Are you sure you couldnt handle the sociological aspect of the Discworld series? Some of the stuff you write has some very advanced sociological underpinnings to it - I think you will be wasted on a quantitative PhD! (albeit much better paid at the end of it!)

Well, it's not exactly that I can't handle the sociological bits, it's that they're not entirely interesting enough in the format it's presented in... And the actually interesting components are presented in a simplified way - it talks about the second law of thermodynamics and defines it as "things get simpler". That's not really the level I'm at.

The later chapters look interesting, but unless I can get into it early on, then the later bits will make less sense...

As for the marketting - they're doing it all wrong. Memes can do more than spread from one point, they can spread from the points they have already spread to. Word of mouth has been considered important for ages, but people don't actually bother exploiting that. Were I actually on the side of the evil capitalist organisations, I might try to direct them towards a form of advertising where you can actually get the people who buy your product to advertise it to other likely consumers... I'm sure it can be done with sufficient fore-thought...

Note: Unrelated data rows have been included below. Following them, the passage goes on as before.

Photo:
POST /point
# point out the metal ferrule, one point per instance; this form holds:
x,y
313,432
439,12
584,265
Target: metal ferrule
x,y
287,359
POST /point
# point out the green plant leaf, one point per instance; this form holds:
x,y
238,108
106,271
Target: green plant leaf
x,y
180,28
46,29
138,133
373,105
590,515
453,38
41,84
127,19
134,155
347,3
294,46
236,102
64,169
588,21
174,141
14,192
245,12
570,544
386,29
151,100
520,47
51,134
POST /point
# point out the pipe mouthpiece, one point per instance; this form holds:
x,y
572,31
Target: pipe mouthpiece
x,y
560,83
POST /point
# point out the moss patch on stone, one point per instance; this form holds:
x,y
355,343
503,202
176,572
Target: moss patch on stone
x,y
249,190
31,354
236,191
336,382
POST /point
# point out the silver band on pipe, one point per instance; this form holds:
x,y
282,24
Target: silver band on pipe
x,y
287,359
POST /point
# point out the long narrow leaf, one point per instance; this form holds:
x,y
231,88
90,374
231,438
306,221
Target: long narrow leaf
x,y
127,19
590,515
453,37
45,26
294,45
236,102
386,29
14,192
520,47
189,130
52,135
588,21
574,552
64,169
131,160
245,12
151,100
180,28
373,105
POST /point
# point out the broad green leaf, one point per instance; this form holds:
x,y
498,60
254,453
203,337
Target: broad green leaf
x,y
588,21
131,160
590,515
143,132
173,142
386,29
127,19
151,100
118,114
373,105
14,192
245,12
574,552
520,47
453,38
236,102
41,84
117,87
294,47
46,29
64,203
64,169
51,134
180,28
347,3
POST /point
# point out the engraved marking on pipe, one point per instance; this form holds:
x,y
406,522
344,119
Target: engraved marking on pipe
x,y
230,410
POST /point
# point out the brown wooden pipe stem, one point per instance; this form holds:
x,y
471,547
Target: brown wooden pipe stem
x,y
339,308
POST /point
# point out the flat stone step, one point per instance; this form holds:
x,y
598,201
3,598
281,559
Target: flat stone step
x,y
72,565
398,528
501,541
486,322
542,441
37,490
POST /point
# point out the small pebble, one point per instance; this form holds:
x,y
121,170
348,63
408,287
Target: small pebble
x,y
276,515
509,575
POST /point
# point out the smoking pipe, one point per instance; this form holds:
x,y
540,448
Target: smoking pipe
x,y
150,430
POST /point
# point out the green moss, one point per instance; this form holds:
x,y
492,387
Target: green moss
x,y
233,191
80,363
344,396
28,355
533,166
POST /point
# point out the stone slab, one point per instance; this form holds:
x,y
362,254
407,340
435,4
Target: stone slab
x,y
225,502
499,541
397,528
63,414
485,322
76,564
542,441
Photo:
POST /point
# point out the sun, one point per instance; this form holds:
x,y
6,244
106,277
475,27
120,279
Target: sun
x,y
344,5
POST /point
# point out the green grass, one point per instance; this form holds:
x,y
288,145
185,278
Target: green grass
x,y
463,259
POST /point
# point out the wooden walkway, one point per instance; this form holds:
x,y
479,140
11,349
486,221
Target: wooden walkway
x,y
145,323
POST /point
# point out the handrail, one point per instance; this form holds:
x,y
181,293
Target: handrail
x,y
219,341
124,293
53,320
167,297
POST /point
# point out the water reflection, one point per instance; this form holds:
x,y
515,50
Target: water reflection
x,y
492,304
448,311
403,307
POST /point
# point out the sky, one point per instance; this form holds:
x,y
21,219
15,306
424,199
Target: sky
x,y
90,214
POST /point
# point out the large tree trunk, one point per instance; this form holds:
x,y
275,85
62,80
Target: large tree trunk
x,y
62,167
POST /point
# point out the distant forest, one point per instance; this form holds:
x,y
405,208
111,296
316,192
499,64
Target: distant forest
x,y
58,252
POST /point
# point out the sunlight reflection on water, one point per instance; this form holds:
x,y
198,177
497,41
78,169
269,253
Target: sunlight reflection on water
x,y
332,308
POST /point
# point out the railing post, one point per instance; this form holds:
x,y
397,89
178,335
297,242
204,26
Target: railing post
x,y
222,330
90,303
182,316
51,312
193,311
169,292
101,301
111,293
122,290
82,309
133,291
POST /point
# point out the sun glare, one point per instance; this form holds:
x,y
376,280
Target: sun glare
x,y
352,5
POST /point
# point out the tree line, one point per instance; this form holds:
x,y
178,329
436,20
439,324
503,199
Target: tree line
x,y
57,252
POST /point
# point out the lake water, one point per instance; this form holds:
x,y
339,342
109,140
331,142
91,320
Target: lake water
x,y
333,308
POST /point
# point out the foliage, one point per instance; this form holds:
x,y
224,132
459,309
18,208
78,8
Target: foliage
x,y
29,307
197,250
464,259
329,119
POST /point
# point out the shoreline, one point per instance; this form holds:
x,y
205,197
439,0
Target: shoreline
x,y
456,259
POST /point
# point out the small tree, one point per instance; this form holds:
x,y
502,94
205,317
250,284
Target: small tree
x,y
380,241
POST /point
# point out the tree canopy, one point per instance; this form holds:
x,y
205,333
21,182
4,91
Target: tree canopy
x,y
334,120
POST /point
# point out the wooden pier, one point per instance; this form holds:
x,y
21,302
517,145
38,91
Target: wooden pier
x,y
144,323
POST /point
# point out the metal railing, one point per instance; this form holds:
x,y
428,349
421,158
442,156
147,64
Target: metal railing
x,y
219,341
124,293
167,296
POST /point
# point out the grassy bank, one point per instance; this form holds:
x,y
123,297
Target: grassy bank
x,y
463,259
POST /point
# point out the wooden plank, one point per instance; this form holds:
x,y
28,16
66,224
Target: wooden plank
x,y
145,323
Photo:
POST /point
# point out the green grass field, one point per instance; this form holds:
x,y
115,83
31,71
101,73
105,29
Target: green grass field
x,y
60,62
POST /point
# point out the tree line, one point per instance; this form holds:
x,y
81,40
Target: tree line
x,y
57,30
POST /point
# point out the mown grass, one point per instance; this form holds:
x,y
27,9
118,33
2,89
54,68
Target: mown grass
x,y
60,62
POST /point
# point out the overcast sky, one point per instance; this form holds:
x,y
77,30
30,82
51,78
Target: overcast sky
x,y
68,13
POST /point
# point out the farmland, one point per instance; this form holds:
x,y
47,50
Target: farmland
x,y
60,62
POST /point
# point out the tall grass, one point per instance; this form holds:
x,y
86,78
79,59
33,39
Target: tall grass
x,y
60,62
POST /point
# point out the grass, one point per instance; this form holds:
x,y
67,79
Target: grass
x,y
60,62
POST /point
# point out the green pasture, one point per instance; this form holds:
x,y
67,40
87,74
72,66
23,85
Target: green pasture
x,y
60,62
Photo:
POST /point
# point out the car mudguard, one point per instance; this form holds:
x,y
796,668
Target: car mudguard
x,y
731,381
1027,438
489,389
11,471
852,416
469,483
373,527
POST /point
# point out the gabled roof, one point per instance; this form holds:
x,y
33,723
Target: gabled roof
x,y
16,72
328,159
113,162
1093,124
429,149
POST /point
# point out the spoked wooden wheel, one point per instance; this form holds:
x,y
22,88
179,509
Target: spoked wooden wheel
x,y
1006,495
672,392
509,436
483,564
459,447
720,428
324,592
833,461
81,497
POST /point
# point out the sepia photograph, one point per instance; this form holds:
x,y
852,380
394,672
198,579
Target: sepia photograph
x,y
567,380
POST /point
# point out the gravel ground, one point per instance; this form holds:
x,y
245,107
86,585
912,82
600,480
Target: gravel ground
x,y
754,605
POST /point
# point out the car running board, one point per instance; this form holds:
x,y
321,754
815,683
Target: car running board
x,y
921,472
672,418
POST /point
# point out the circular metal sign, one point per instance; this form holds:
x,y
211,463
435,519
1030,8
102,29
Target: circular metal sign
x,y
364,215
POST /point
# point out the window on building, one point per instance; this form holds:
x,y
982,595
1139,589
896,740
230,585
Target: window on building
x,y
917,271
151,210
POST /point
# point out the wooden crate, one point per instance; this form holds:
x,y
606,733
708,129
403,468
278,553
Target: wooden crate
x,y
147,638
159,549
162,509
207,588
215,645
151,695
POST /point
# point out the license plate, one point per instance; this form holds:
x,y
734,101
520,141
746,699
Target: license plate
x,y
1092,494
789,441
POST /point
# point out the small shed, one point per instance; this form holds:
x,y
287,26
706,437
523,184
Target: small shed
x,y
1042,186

You are right - and it is starting to be seen in the form of things such as viral email campaigns. Did you receive the mpeg clip of David Brent doing the crazy dance from the recent episode of The Office? It was sent annonymously but there is widespread belief in the marketing industry (which for all my sins, I am a part of...although I shall shortly be escaping back into the ivory tower of academia to pursue a PhD) that it was sent out by the BBC (the timing of its release being only 2-3 days before the DVD went on sale).

Just a thought - do you think fashion labels act in the way you describe? i.e. people wear a particular brand and thereby influence their friends purchasing decisions?

No, I didn't get it, but it wouldn't surprise me... it's a good idea, and relatively inexpensive.

And yes, I think it influences people to an extent. Especially with children - bear in mind that for the first part of peoples' lives they use others as a template of what is acceptable. It's one of the key features of society, and part of what holds it together - a tendency towards an average through exposure to other people. As such, if I saw lots of people around me wearing Nike clothes, it would be logical to conclude that it is appropriate for people like me to wear Nike. That might not be sufficient to make me change my mind about clothing decisions, depending on what sort of person I am, but it's certainly a factor.

Another example is beer - the beer industry works on that principle quite a lot. Initially, most people admit to not liking beer, but they drink it anyway. Eventually, they start to acquire a taste for it. However, it is my belief that memes are responsible for the initial drinking. After all, everyone drinks beer (or so society would have us believe), and therefore you should too. This is a direct example of memes overcoming obstacles (such as taste) in influencing peoples' decisions.

The Moral Animal

by Robert Wright is about evolutionary psychology, and I definitely suggest it if you're enjoying The Origins... even though Wright tends to over-simplify human behavior it's interesting (at the very least) to have everything from altruism to promiscuity broken down in terms of a gene's survival.

that was some interesting reading. i understood it... most of it.
why dont they just call memes "ideas"? so that they sound smart.